"Brain pacemaker" offers new hope to Alzheimer's patients
(CBS News) A surgical procedure may offer new hope for those suffering from Alzheimer's disease, according to scientists at Johns Hopkins University. Johns Hopkins researchers recently implanted the same brain pacemaker that has been used to effectively treat tens of thousands of patients with Parkinson's disease in a patient with Alzheimers.
The treatment is similar to the deep brain stimulation that has alleviated Parkinson's patients and delivers electrical charges into the parts of the brain responsible for learning and memory.
Dr. Paul Rosenberg, an Alzheimer's specialist at Johns Hopkins who is part of the first clinical trial of this treatment in the U.S., said he was "cautiously optimistic" about the results, Thursday on "CBS This Morning."
Rosenberg outlined the treatment, explaining, "You put two wires in the brain, in the part of the brain that we know is involved in memory ... it looks like a pacemaker, it's a little battery that fits under your shoulder blade," Rosenberg said. "It puts electricity through these wires, these wires run along the natural wires of the brain, which feed your memory and they actually stimulate those parts of the brain," he added.
He likened it to Parkinson's treatment using a similar device, saying "the equipment is the same, the surgery is similar, it's just a different part of the brain."
Rosenberg said the treatment has led to some promising results in a pilot clinical trial in Canada, involving six patients. The patients, he said, "did somewhat better with their memory" and "did great with brain metabolism." He went on to add that brain metabolism typically degenerates in Alzheimer's patients, but it actually improved in patients in the Canadian trial.

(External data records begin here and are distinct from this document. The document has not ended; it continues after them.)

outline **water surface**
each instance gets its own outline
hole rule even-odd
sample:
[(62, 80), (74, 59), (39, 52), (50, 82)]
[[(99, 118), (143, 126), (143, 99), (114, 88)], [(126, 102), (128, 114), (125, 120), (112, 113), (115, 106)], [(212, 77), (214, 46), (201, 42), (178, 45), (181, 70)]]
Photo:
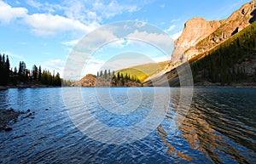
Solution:
[[(71, 99), (72, 108), (85, 104), (101, 122), (125, 127), (148, 115), (154, 89), (140, 88), (143, 101), (132, 115), (102, 108), (93, 88), (81, 88), (84, 105)], [(129, 101), (128, 88), (110, 90), (118, 103)], [(0, 163), (256, 163), (256, 89), (195, 88), (191, 107), (180, 120), (174, 116), (180, 90), (170, 92), (166, 116), (158, 127), (143, 139), (116, 145), (96, 141), (76, 127), (61, 88), (0, 91), (1, 109), (35, 112), (35, 118), (12, 125), (13, 131), (0, 132)]]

The treatment is "not that invasive," according to Rosenberg, although it does require "a couple of holes" drilled into the patient's skull. And while Rosenberg admits that recent Alzheimer's drug trials have led to a "a number of disappointing results," he says the more mechanical "pacemaker" treatment would not replace drug therapy, but could go together with it.
Though initial findings have been promising, Rosenberg said they are still in the clinical trial phase of their research and that the treatment may be more widely available "a few years down the line."